As was widely noted last week, the Bush administration has decided to yank the US out of the optional protocol to the Vienna Convention on Consular Relations. The convention guarantees that when states arrest one another’s nationals, they notify one another and inform the arrested person of the right to contact a consulate; the optional protocol requires that disputes between nations under the convention be resolved by the International Court of Justice in The Hague, and it makes the decisions of that court binding upon the signatory states. By withdrawing from the protocol, the United States refuses to be bound by ICJ rulings related to the convention.

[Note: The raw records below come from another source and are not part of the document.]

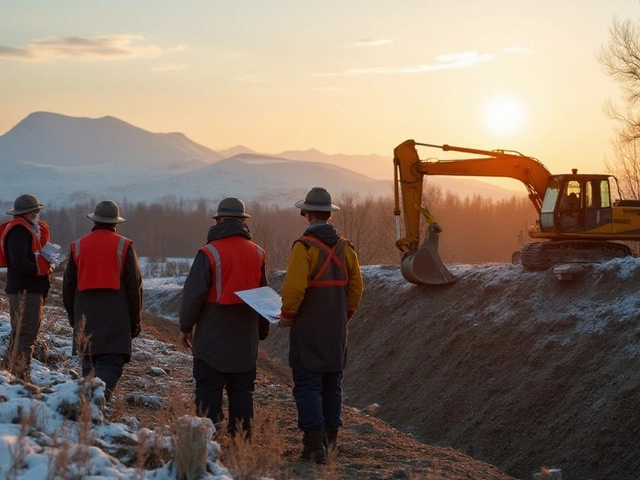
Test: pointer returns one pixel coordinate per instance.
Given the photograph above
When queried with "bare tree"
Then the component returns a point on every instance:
(621, 61)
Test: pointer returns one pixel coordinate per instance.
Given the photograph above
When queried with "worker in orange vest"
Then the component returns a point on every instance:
(102, 293)
(221, 329)
(28, 280)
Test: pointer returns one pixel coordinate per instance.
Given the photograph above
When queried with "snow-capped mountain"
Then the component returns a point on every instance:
(65, 160)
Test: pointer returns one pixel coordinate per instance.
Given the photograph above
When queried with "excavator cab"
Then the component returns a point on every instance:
(578, 220)
(575, 203)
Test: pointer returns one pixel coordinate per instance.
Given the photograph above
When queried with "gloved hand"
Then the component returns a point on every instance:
(44, 266)
(263, 328)
(135, 330)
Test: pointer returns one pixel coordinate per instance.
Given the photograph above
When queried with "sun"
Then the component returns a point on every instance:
(504, 114)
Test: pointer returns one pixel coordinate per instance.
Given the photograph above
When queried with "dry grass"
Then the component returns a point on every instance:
(255, 456)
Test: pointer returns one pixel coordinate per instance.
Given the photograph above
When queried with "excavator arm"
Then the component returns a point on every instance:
(409, 171)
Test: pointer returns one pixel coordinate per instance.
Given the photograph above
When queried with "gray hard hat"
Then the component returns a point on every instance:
(25, 204)
(317, 200)
(231, 207)
(106, 211)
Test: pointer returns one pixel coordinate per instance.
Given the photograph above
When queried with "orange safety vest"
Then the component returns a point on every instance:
(44, 268)
(330, 271)
(100, 258)
(236, 264)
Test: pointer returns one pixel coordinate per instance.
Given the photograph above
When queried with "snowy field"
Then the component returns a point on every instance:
(55, 428)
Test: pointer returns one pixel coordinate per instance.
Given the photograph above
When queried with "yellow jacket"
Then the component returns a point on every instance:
(302, 262)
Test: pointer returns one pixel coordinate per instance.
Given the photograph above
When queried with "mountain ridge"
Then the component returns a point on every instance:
(67, 159)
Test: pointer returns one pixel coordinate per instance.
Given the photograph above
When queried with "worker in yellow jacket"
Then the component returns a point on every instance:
(320, 294)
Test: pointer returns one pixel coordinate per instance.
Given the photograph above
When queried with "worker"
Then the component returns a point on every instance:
(28, 280)
(103, 294)
(321, 292)
(227, 331)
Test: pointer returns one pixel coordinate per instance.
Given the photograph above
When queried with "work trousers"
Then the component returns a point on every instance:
(25, 310)
(107, 367)
(210, 384)
(318, 397)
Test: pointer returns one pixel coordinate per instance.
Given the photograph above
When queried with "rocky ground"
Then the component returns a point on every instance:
(369, 447)
(518, 369)
(154, 383)
(498, 375)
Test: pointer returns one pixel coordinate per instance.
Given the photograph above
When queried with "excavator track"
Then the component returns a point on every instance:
(538, 256)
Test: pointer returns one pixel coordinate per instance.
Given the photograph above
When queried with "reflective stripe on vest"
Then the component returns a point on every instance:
(236, 264)
(100, 257)
(330, 271)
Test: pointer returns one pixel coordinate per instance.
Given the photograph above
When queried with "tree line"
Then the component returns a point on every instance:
(475, 229)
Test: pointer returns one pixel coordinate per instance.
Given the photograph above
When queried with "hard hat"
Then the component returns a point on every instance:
(106, 211)
(231, 207)
(25, 204)
(317, 200)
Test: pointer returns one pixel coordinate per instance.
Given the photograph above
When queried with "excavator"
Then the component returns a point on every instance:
(578, 221)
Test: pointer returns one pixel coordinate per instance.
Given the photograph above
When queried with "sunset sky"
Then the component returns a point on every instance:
(342, 76)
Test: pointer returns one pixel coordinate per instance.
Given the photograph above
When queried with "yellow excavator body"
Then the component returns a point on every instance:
(578, 222)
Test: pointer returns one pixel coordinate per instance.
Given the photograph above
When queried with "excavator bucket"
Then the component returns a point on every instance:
(424, 266)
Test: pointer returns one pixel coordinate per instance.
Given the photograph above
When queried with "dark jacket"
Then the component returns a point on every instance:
(22, 271)
(226, 336)
(112, 316)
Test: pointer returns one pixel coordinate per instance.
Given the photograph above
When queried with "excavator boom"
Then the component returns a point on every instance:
(577, 219)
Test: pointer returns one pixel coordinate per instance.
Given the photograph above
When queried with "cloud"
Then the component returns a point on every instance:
(168, 66)
(452, 60)
(509, 50)
(326, 89)
(370, 42)
(249, 79)
(104, 47)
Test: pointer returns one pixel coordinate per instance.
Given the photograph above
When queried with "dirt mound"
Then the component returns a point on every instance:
(517, 369)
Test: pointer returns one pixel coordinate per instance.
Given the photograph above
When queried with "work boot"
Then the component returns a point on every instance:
(331, 437)
(314, 448)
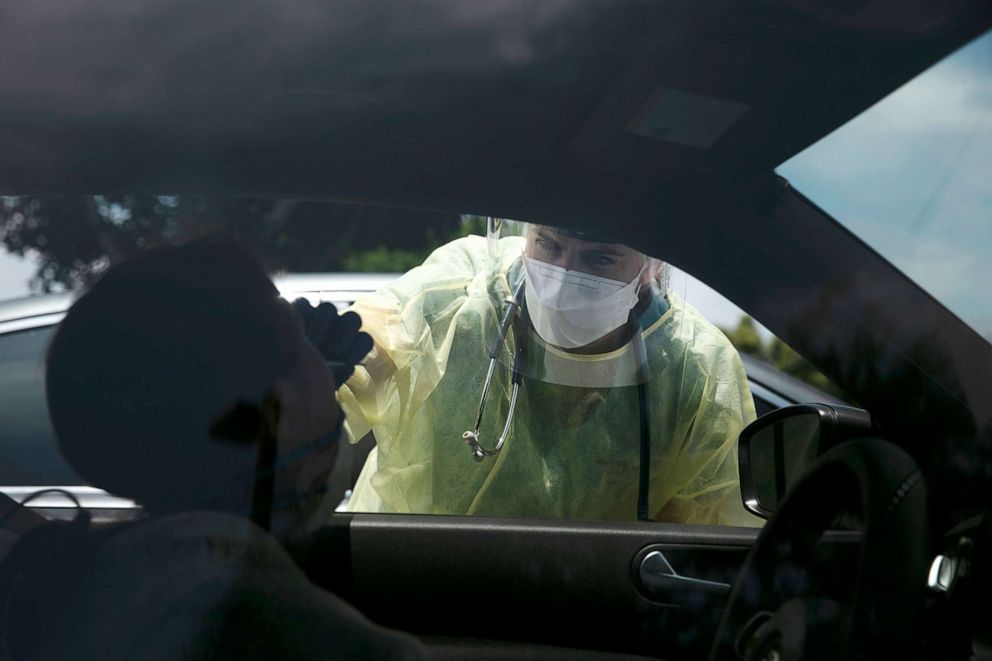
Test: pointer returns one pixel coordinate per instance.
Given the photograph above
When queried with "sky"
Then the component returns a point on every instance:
(912, 177)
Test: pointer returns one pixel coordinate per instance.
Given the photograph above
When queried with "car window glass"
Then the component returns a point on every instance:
(574, 444)
(27, 449)
(910, 176)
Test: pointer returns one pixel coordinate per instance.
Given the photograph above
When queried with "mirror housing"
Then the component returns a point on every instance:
(777, 448)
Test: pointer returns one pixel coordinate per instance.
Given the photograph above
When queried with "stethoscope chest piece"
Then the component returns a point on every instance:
(514, 311)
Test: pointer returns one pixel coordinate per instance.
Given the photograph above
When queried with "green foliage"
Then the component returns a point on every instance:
(75, 237)
(746, 339)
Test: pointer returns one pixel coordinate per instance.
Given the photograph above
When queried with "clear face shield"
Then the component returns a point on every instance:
(571, 326)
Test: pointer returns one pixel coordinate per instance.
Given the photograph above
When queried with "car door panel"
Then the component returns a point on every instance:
(563, 583)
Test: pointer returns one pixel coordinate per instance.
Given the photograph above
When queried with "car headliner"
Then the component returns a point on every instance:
(526, 110)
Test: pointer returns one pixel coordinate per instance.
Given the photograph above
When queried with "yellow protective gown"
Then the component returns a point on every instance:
(573, 452)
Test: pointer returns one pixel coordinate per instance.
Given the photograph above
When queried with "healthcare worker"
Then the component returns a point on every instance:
(602, 352)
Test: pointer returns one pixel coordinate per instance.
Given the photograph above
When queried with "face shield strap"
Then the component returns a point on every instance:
(644, 413)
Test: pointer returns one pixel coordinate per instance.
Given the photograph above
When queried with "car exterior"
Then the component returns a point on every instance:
(35, 318)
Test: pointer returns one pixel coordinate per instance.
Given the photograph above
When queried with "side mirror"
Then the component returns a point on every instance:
(777, 448)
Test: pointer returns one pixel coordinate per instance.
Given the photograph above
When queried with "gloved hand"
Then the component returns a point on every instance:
(337, 337)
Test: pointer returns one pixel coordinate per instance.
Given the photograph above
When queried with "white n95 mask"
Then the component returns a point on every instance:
(570, 309)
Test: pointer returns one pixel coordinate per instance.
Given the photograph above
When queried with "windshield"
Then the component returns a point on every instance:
(910, 176)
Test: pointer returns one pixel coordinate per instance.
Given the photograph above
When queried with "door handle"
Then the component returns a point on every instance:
(660, 580)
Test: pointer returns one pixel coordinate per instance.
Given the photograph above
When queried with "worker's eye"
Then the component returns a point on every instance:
(600, 261)
(546, 245)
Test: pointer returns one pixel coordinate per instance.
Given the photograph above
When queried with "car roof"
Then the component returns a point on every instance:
(589, 99)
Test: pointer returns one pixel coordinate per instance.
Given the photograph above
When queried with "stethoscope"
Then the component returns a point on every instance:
(516, 311)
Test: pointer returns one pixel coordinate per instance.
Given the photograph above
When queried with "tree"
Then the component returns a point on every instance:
(76, 237)
(746, 339)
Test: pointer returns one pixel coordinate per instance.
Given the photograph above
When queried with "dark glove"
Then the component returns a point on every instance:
(337, 337)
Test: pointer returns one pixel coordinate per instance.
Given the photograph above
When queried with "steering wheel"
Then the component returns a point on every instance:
(792, 602)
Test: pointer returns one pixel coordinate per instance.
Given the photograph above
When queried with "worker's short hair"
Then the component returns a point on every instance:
(146, 360)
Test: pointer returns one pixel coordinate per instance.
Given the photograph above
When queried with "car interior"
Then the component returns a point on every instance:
(662, 123)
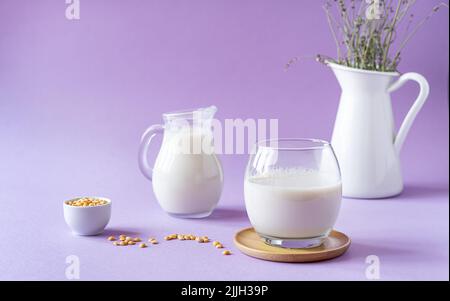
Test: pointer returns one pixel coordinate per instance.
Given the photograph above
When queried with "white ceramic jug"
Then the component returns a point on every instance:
(187, 177)
(364, 136)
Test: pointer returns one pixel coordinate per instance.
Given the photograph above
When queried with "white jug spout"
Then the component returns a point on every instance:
(418, 103)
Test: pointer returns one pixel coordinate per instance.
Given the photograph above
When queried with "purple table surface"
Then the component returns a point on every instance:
(75, 96)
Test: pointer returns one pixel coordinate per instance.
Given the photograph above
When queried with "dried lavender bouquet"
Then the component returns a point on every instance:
(367, 32)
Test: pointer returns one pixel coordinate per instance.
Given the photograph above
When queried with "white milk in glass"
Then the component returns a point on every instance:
(293, 203)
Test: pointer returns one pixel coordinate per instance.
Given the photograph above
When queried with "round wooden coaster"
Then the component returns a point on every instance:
(249, 243)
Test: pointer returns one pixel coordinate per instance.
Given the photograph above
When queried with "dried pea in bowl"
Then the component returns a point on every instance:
(87, 215)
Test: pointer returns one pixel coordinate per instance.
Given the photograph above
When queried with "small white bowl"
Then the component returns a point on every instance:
(87, 220)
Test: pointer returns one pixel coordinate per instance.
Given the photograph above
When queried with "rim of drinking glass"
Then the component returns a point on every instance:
(315, 144)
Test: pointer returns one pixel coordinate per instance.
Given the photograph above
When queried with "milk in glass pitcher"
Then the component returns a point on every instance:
(187, 176)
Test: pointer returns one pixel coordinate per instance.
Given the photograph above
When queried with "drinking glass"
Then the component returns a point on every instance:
(293, 191)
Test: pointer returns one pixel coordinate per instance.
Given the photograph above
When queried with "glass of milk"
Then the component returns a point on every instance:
(293, 191)
(187, 176)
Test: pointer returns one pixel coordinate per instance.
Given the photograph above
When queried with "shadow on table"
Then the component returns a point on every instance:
(420, 193)
(423, 192)
(123, 230)
(360, 251)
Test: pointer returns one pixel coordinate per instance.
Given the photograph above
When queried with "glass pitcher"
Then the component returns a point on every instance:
(187, 176)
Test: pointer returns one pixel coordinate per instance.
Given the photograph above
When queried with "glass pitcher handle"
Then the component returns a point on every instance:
(418, 103)
(147, 137)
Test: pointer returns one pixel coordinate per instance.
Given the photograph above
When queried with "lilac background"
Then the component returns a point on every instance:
(75, 96)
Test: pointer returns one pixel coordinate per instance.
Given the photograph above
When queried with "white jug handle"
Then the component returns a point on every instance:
(146, 138)
(418, 103)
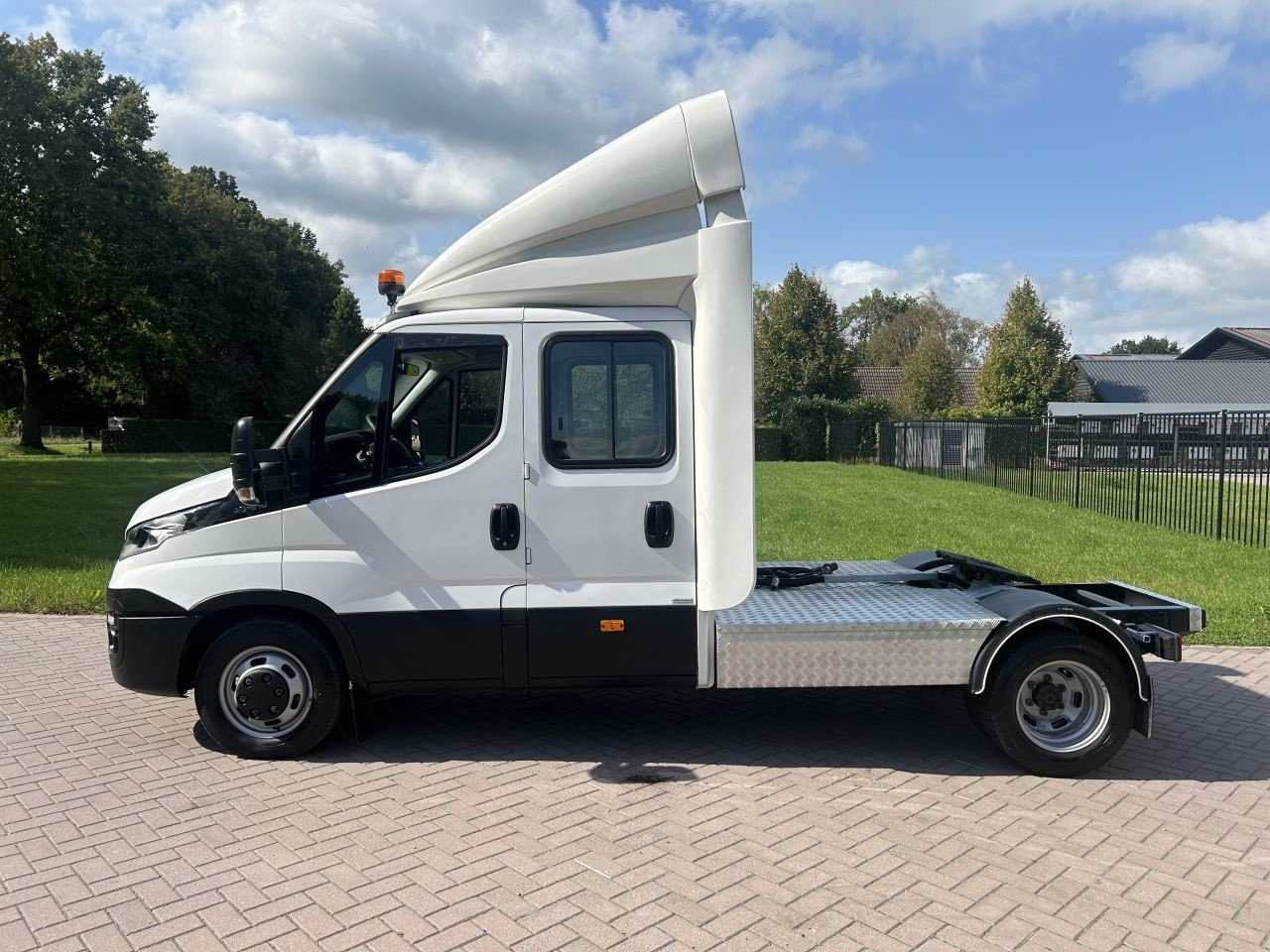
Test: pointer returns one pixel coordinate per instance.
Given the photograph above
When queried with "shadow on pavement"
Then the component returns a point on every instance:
(1206, 729)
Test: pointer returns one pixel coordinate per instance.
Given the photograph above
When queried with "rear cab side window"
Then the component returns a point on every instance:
(608, 400)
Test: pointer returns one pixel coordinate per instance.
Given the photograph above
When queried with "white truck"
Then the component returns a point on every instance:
(538, 474)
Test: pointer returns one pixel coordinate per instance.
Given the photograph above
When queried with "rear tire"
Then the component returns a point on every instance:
(270, 688)
(1058, 705)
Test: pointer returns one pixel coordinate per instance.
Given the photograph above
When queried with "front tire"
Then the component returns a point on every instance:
(270, 688)
(1058, 705)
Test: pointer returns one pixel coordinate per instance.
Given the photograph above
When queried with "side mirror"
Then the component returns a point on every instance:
(243, 463)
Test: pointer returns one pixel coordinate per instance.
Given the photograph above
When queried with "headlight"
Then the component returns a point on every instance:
(153, 534)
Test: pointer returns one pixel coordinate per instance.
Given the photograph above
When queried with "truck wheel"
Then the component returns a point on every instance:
(1060, 706)
(270, 688)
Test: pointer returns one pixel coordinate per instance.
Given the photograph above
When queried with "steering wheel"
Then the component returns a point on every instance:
(402, 454)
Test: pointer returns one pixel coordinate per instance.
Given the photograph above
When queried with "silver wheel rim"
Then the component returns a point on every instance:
(1064, 706)
(266, 692)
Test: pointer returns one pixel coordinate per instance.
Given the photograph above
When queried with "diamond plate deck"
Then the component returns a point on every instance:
(851, 635)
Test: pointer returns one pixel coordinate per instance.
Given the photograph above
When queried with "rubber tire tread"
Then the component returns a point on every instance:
(997, 703)
(318, 657)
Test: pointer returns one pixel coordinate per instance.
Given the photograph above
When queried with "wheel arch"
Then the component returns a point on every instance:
(214, 615)
(1087, 624)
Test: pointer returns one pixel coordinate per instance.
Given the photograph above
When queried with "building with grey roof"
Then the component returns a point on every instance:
(1130, 380)
(1230, 344)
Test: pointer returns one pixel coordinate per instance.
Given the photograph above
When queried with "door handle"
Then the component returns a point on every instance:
(658, 525)
(504, 527)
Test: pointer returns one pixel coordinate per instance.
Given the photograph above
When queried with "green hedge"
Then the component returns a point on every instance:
(806, 426)
(769, 442)
(183, 435)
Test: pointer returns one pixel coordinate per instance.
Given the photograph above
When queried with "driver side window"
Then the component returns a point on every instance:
(347, 421)
(447, 394)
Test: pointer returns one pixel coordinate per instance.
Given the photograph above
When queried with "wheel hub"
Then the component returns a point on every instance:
(262, 693)
(266, 692)
(1064, 706)
(1048, 696)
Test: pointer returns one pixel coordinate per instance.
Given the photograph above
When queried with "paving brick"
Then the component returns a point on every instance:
(486, 823)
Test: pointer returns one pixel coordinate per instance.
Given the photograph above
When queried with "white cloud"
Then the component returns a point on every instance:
(1171, 62)
(1197, 277)
(838, 146)
(377, 118)
(949, 26)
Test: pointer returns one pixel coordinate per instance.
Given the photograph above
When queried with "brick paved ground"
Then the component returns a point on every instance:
(784, 820)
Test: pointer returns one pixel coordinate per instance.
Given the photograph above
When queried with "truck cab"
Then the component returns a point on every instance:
(538, 474)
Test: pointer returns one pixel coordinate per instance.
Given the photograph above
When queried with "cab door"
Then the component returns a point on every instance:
(414, 529)
(608, 497)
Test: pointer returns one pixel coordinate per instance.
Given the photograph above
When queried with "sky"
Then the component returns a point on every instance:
(1116, 151)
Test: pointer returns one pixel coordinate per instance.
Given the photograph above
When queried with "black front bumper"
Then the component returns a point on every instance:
(146, 640)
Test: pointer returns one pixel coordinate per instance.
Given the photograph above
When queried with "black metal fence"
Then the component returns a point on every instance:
(1206, 474)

At the time, the decision seemed rather out of the blue. After all, just in February, Paul D. Clement, Bush’s pick for solicitor general, wrote a brief to the Supreme Court announcing that the administration would accept a 2004 ICJ ruling that found the US in breach of the Vienna convention. The specific case at issue involved a Mexican man being held in Texas who argues that his death sentence is invalid because American officials failed to notify the Mexican consulate of his arrest and sentencing in the United States.
Turns out we shouldn’t be surprised. The folks over at SCOTUSblog gave the brief a close reading and found that, in it, Clement actually hints that the US was planning to junk the protocol. “Even if a Nation decides to comply with the decision in a particular case,” he wrote, “it retains the option of protecting itself from further decisions based on the legal principles of that case by withdrawing from the Optional Protocol.” And so it was done (though there is still debate as to whether the withdrawal is either legal or effective immediately).
You may recall Clement from previous cases such as Padilla, Moussaoui, and Hamdi; he’s one of the lead lawyers behind the administration’s tricky legal strategy in the “war on terror.” As Federal Public Defender Frank Dunham Jr. recently put it, “[Clement] can make the unreasonable sound reasonable” — a skill that should serve him well — from the government’s point of view — in his new job as the administration’s top advocate in the Supreme Court.